Lithuanian farmers face problems with Russian grain, not Ukrainian

Lithuanian farmers face problems with Russian grain, not Ukrainian

Vilnius, Lithuania, (Svidomi) — Amid a partial blockade by farmers on the Polish-Lithuanian border over Ukrainian grain, Lithuanian farmers express concerns about the import of Russian grain, not Ukrainian, Lithuanian public broadcaster reports.

Since March 1, Polish farmers have blocked the main road at the former Kalvarija-Budzisko border crossing and inspected trucks, citing fears that some of the Ukrainian grain imported to Lithuania is returning to Poland.

However, Lithuanian farmers say their biggest problem is not Ukrainian but Russian grain, which is entering the EU in huge quantities.

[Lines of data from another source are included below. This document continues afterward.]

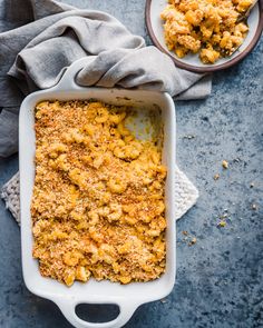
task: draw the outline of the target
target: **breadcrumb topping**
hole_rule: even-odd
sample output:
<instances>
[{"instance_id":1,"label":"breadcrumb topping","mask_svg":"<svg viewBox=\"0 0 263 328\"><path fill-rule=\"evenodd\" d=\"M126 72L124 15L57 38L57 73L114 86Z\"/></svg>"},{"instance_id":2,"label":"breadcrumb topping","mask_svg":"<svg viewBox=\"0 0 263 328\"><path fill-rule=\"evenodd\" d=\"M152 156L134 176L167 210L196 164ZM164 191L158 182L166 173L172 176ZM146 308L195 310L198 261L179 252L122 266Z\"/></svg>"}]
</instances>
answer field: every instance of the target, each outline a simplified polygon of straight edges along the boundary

"These are impressive figures: in 2023, over 3 million tonnes of Russian grain passed through Latvia and Lithuania in total. Altogether, 12 million tonnes of Russian grain were imported to the EU market last year," said Aušris Macijauskas, Head of the Lithuanian Grain Producers Association.

In his words, Russian grain is driving down prices in the EU, as Russians are deliberately lowering prices to create chaos in the agricultural sector. But the European Commission has the tools to stop this.

"There is a regulation that allows the EU to intervene in the market in an emergency and start buying food products whose prices are falling sharply. In this case, it could buy Ukrainian grain on the territory of Ukraine and thus stabilise the market," Macijauskas said.

According to grain processors, last year Lithuania imported about 50,000 tonnes of Ukrainian grain, which is much less than in the pre-war period.

On February 22, Latvia banned imports of Russian and Belarusian grain. The import ban applies to agricultural and livestock products in Latvia, not to those sent to other EU member states.